White was the youngest of the five children and was a preschooler when Billy enlisted in the U.S. Army Air Corps, but still has some distinct memories of spending time with him.

"He came home on furlough with a broken arm one time and we went fishing," she said. "I have this picture of us standing by a stream with a whole string of fish."

As a little girl, White said, she was always impressed with the way her brother treated other people.

"He was a very polite man," she said. "He was very, very polite."

Brown was also a talented artist, as he demonstrated in letters to home while being trained in the Army Air Corps, White said.

"He was quite an artist. He would draw a little picture at the bottom of every letter he wrote," she said.

Keeler described her uncle as "quite the ladies' man," and White said she believes he had a serious girlfriend in Biloxi, Miss., before he was sent overseas.

Brown enlisted in the military on Dec. 8, 1941, the day after the attack on Pearl Harbor. He was trained at several locations in the South as a gunner and a flight engineer, and earned the rank of staff sergeant.

He was killed June 4, 1943, when his plane crashed into a mountain in Wales during foggy weather while flying to England. It was one of two planes in an eight-aircraft formation to crash that day.

Jones grew up not far from where Brown's aircraft went down, and has devoted countless hours to researching the crash and the men who died in it. In an e-mail to a Havre Daily News reporter, Jones said the other men in Brown's crew were the pilot, Lt. Robert Lawrence of Newark Valley, N.Y., Lt. Hulbert Robertson, of Comanche, Texas, and flight officer James Jackson of Carrollton, Ga.
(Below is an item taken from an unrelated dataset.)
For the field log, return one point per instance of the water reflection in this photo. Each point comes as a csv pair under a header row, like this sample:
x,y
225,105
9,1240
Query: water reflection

"The B-26 flew into a mountain called Carn Llidi, near the town of St. David's, Pembrokeshire," Jones wrote. "The mountain is really a rock which stands above the relatively flat countryside around it. The aircraft came in and hit the slope about half-way up. It then careered up the hill; one engine carried on over the summit. A few pieces of aluminum can be found in the green area on the right-hand side of the rock a few feet from the summit."

In 1999, a hiker on Carn Llidi came across a propeller blade from Brown's aircraft. A Welsh company refurbished the blade free of charge, and Jones plans to incorporate it into a memorial that will be placed at the crash site.

"During war time, such accidents were not widely reported," he wrote. "It's a chance to tell everybody about what happened on the mountainside on that day, and of course to remember the sacrifice made by four young men from far across the Atlantic."

Jones has managed to get in touch with at least one other relative of the men in Brown's crew. He contacted the daughter of Hulbertson, and she eventually traveled to Wales and visited the crash site.

White said she may also visit the site where her brother's life came to an end and where Jones plans a memorial, but the prospect is daunting.

"Right at the moment, it's a scary feeling," she said. "It's so far."

Sgt. Brown was buried in England following the crash. After World War II, with the help of the International Red Cross, his family arranged to have his body brought back to the United States, where he was given a military burial at Fort Snelling Cemetery in Minnesota, Keeler said.

White remembers the ceremony vividly. She recalls picking up the shell casings from the 21-gun salute, which were then distributed among family members.

For years after the funeral, flowers appeared on Brown's grave, White said, adding that they may have been left by his sweetheart from Biloxi.

The fallen aviator's name appears on a plaque in front of the Hill County Courthouse that honors those from Havre who were killed during World War II.